The W3C is calling for position papers on Web authentication, the process of verifying that a Web user is really who he or she claims to be, from Web security experts, software developers, browser manufacturers, and even their customers.
The papers will be presented at a workshop, scheduled to hit New York City March 15 and 16, which is expected to focus on ways browser vendors and e-commerce service providers can work together to improve security.
The W3C argued that the Web must be a safer place where users can do anything from basic browsing to complex transactions.
"Gaps in practical security on the Web make all users easy targets for fraud. Despite broad availability of security technologies, the Web community (browser developers, Web site operators, users) lack agreement on how to help avoid the most basic types of fraud," the W3C said.
Standards bodies have specifications and standards to keep Web users from conducting fraudulent Web services transactions.
For example, the Liberty Alliance and OASIS have created federation protocols to allow companies to safely conduct business over the Web.
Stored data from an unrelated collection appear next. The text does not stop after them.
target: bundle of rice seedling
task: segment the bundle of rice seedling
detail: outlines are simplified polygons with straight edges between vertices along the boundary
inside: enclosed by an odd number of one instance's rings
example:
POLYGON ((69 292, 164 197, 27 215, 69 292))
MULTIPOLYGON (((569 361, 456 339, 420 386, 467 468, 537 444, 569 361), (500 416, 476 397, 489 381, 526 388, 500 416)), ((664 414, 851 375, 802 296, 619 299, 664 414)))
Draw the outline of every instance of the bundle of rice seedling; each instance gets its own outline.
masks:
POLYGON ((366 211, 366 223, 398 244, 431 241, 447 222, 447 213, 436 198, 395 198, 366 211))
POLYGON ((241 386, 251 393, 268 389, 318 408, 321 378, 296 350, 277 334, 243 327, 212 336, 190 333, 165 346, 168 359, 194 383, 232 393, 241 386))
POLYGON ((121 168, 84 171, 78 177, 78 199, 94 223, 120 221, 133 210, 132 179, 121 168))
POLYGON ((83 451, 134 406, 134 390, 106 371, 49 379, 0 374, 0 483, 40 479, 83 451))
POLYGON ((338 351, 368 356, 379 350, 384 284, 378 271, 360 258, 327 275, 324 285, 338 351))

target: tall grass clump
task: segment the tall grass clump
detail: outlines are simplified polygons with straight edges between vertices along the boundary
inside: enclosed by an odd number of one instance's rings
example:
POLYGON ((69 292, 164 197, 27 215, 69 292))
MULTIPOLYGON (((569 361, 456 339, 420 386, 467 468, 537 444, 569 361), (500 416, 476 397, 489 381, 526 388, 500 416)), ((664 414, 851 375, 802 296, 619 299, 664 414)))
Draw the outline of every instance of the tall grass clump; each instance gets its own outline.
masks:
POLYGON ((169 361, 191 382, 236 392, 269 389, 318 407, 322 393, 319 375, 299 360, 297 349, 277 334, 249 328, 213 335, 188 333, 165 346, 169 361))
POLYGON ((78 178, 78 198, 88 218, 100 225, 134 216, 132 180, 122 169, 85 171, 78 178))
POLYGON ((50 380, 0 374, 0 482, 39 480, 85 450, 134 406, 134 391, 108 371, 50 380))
But no one has really addressed the Web's security foundation, which is where vulnerabilities start, W3C spokesperson Janet Daly said. Web security today depends on Transport Layer Security (TLS), an IETF protocol that is wrapped around HTTP (define) transactions to authenticate endpoints and ensure private communications.
Current perpetrators get around the technically solid TLS security layer because the protocol implementations don't let users know what kind of security is in place, and with whom they are communicating.
So attackers can bypass these security mechanisms without users noticing.